Figure 2. Histone variants define chromatin states in Arabidopsis thaliana.

(A) Bubble plot showing the emission probabilities for histone modifications/variants across the 26 chromatin states. (The size of the bubble represents the emission probability ranging from 0 to 1). The colors are ascribed for each type of chromatin. (B) Stacked bar plot showing the overlap between annotated genomic features and chromatin states. (C) Box plot showing the expression of protein-coding genes overlapping with each chromatin state in Transcripts per Million (TPM). (D) Box plot showing levels of CG methylation across chromatin states. (E) Box plot comparing DNase I-seq read coverage across chromatin states representing chromatin accessibility. (F) Heatmap showing the Jaccard similarity index between the states generated using the whole model and states using a subset of marks, i.e., excluding a set of marks and variants as indicated on the x-axis. The comparison with a 9-state model (Sequeira-Mendes et al., 2014) did not include CG content, DNA methylation, H4K5ac, and H3K4me2 which were not used in the 26-state model. H2B did not seem to make a significant contribution. Excluding H3 did reduce effectively the Jaccard index for both the 26 and the 9 chromatin states model, which both included H3.1 and H3.3. The major differences between the 26 and the 9 chromatin states model are in the intergenic states. Overall H2A variants affected most strongly the Jaccard index.

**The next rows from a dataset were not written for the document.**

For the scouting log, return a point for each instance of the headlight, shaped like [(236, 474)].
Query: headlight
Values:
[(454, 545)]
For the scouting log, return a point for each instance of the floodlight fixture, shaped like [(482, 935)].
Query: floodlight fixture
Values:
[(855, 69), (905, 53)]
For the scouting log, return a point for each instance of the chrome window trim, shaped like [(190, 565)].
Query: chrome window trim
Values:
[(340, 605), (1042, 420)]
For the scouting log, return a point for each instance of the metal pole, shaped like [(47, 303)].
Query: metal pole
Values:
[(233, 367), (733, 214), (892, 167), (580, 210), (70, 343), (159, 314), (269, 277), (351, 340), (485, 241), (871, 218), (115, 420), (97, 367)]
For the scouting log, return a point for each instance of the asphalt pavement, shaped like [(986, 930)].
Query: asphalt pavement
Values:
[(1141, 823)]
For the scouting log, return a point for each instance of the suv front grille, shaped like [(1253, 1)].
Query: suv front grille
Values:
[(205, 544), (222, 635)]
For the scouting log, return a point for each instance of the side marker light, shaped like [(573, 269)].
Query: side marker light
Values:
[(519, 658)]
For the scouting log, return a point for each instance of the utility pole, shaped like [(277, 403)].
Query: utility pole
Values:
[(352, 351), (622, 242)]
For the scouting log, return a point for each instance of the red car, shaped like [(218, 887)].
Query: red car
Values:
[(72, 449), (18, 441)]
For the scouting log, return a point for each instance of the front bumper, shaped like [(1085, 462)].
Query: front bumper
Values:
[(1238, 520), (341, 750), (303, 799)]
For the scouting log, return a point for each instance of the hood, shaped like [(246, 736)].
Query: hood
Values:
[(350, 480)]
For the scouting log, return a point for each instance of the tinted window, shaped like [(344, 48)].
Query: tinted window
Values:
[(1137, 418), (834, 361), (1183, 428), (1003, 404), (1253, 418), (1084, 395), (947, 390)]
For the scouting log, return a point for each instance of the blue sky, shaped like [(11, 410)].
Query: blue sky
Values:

Figure 2—figure supplement 1. Validation of H2A.2 and H2A.

Z.11 polyclonal antibodies. (A) Sequence alignments of three H2A.Z and four H2A histone variants. Positions that differ between variants are highlighted in blue. Underlined are sequences of peptides used for immunization. (B) Antibodies against H2A.2 were tested with four H2A variants expressed in bacteria. Relevant part of Coomassie stained gel with overexpressed H2As is shown on the top. As shown on the bottom panel antibody raised against H2A.2 peptide recognized only H2A.2. Antibodies against H2A.Z.11 were tested on nuclear extracts from WT, h2a.z.9 knock-down/h2a.z.11 knock out (h2a.z.9 KD h2a.z.11 KO; this line still expresses H2A.Z.8), and pie1-3 (mutant in the large subunit of the SWR1 complex responsible for the deposition of H2A.Z) lines. The H2A.Z.11 antibodies did not recognize any protein in the h2a.z.9 KD h2a.z.11 KO line indicating its specificity. In pie1-3 line, both H2A.Z.9 and H2A.Z.11 were detected but at reduced levels as compared to WT which is in line with the inefficient deposition of H2A.Z in the absence of SWR1. The H3 antibody served as the loading control. (C) Immunostaining of WT nuclei with indicated antibodies. Original pictures of the gels are provided in Figure 2—figure supplement 1—source data 1.

Figure 2—figure supplement 2. Properties of chromatin states in Arabidopsis thaliana.

(A) Heatmap showing the correlation (0–1) between emission parameters of each model. The y-axis represents the distinct states in the reference state model (n=50). The x-axis represents models including 2–49 states compared to the 50-state model. The correlation plotted here is the maximum correlation between each state of the reference model and any state of the other models being compared. (B) Pie chart showing the proportion of the genome covered by each state. (C, D) Box plots showing levels of CHG (C) and CHH (D) methylation across states. (E) Box plot showing nucleosome occupancy (MNase-seq read density) across states. (F) Box plots showing the length (bp) of chromatin states. (G) Stacked bar plot showing the overlap between non-protein-coding gene features and chromatin states. (H) Flow diagram showing the overlap (in bp) between published states (Sequeira-Mendes et al., 2014) and the current states. The color code for the flow diagram represents the chromatin states in the current model.